London was a nice ending to our travels in Europe. When we got plane tickets for this part of the trip, we decided to fly home from London for maximum flexibility -- we weren't sure where we'd end up (certainly we hadn't imagined it would be the Black Forest!), and London is convenient from most anywhere in Europe. We hadn't planned necessarily to spend any time in London, but we're glad we did.

We had plenty to keep us busy for two full days:
  • Enjoyment of typical London weather, varying from gray to drizzly to full-out rain. We didn't see the sun once.

  • Several good museums; the British Museum and Natural History Museum were particular standouts.

  • Westminster Abbey, most impressive being secular aspects such as the tombs of numerous British luminaries over the centuries. (Emily wants to mention that she wasn't as impressed as the rest of us -- she was most interested in the "Coffee Corner Cafe" tucked away in the cloister gardens.)

  • Excellent theater. We got last-minute tickets to Wicked, a musical that appealed to the entire family.

  • A visit to the Prime Meridian at the Greenwich Conservatory. See our GPS reading in photo 5 -- pretty cool, eh?

  • Good Indian food, which we've been craving the entire trip.

  • Great disappointment at the Buckingham Palace changing of the guard. Even on a rainy October Tuesday it was packed with tourists -- we thought we might get crushed against the palace fence or injured by wayward video cameras. On top of that, the band was distinctly unimpressive, and the guards seemed to be chit-chatting as they shuffled around. (Edward: What'd the lady serve ya for supper last night? James: Steak and kidney pie, again.)
One feature of visiting London we hadn't anticipated was the kid's familiarity with many landmarks of the city. They've read numerous books set in London, varying from Paddington Bear when they were young, to the Bartimaeus Trilogy more recently, and of course Harry Potter. It was a lot of fun for them just to walk around seeing the places they'd read so much about.

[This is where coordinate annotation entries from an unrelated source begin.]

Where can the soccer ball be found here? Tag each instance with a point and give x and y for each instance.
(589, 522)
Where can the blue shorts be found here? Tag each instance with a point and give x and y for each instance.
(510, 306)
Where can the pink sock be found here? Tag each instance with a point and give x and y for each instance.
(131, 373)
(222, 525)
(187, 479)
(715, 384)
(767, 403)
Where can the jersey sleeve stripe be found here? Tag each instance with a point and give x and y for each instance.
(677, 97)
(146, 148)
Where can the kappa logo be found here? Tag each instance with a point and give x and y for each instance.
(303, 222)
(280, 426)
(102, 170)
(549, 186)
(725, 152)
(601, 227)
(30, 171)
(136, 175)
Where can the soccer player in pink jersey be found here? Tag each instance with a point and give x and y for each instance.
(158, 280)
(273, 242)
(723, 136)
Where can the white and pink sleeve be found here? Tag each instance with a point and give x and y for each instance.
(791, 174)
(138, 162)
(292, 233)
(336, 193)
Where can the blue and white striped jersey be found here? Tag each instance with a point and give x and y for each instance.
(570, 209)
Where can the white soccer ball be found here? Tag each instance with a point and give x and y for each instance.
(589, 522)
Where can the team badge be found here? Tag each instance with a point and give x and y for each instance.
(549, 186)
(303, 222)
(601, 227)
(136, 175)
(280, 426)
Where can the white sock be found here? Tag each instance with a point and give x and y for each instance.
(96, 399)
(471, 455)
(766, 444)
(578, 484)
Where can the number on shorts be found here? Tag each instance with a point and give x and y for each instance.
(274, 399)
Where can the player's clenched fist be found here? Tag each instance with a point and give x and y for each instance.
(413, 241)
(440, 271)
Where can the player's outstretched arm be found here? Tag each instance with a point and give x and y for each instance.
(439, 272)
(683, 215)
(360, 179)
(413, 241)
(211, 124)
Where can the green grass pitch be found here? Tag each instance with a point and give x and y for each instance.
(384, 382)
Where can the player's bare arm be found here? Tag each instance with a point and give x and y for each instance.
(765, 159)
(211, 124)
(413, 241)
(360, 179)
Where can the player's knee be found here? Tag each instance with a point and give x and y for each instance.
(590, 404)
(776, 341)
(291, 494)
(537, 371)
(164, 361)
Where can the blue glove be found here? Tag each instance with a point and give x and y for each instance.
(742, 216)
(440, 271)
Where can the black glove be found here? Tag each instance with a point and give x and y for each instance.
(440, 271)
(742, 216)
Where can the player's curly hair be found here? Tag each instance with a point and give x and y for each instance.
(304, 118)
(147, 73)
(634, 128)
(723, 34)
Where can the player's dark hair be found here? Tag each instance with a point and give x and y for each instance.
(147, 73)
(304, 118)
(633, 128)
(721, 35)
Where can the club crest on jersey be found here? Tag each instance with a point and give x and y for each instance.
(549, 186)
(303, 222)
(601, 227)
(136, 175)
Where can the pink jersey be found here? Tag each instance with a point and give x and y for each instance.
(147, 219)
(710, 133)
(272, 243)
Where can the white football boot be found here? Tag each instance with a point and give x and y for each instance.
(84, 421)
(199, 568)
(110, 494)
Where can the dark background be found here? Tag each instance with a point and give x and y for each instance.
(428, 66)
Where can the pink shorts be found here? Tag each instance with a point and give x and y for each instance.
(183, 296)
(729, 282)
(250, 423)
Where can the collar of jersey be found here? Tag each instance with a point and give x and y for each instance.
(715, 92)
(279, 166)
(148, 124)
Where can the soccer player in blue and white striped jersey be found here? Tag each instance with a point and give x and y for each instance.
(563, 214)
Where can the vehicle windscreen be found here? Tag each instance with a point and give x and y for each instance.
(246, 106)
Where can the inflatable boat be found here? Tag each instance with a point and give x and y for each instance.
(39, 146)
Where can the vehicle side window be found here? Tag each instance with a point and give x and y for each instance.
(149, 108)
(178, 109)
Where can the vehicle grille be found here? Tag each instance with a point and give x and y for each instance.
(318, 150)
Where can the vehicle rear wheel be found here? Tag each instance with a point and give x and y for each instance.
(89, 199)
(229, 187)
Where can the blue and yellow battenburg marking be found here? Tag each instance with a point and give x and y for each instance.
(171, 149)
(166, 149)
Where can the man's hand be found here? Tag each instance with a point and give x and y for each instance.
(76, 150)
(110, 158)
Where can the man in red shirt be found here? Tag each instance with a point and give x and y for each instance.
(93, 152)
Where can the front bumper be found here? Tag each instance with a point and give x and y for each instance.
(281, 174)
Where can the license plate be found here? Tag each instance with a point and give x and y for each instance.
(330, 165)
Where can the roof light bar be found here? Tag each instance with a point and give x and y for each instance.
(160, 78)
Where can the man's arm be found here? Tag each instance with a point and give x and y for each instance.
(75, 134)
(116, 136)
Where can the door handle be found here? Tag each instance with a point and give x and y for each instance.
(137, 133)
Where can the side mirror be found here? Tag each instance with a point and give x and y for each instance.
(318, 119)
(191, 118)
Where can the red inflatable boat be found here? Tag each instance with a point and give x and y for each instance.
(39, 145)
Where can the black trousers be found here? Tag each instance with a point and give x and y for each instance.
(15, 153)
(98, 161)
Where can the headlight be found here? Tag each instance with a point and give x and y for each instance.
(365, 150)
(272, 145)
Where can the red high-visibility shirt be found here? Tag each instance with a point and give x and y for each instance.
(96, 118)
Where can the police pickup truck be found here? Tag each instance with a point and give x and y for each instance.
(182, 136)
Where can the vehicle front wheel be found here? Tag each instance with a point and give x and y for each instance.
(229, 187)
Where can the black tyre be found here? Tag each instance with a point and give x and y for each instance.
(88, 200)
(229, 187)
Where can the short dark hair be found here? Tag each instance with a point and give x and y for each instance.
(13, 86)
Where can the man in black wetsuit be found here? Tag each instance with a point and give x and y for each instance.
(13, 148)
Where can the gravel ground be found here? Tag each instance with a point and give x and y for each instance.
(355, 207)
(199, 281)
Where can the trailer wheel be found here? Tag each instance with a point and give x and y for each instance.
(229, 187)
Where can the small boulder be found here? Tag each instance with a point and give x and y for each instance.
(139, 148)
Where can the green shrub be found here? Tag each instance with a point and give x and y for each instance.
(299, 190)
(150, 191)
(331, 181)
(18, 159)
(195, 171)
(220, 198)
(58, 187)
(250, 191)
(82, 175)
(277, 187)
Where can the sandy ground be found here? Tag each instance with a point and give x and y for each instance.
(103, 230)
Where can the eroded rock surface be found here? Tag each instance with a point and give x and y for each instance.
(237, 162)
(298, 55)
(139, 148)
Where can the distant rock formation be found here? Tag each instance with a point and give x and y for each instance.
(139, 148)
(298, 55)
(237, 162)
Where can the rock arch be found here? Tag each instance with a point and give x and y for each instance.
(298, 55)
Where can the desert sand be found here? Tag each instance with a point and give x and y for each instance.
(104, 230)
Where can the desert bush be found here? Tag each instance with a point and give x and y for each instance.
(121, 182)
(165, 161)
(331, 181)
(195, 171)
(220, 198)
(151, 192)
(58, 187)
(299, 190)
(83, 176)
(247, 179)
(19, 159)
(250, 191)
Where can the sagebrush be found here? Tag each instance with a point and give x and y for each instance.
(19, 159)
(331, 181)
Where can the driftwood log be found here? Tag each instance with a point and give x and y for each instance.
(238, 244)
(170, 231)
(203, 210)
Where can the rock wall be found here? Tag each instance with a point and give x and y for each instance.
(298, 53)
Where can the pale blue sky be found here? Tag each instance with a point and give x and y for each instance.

Another feature we hadn't anticipated was how convenient it is to travel somewhere where people speak English (or at least some version of it). Traveling long-term seems to accentuate day-to-day tribulations such as lack of communication. Often it's part of the fun, but we didn't mind a few days where we could communicate with relative ease.

The previous travelog hinted at ultimate success in finding a London hotel. After much searching we happened upon a large British budget hotel chain called Premier Inns. Our particular branch was located right in County Hall, the illuminated riverside building next to the giant ferris wheel (the London Eye) in photo 2, directly across the Thames river from Big Ben and the Parliament Building (photo 3). Even though it's a low-brow place, it's ranked #32 of over 1000 London hotels on the tripadvisor hotel review site, and we concur -- the location is superb, our room was gigantic, and service was surprisingly good. We recommend it to anyone making a cost-conscious visit to London.

Shortly after posting this travelog we'll be winging our way home for a month's hiatus from travel -- attending school and attempting to do some work. As Emily famously said when we arrived in Morocco: Get ready for culture shock.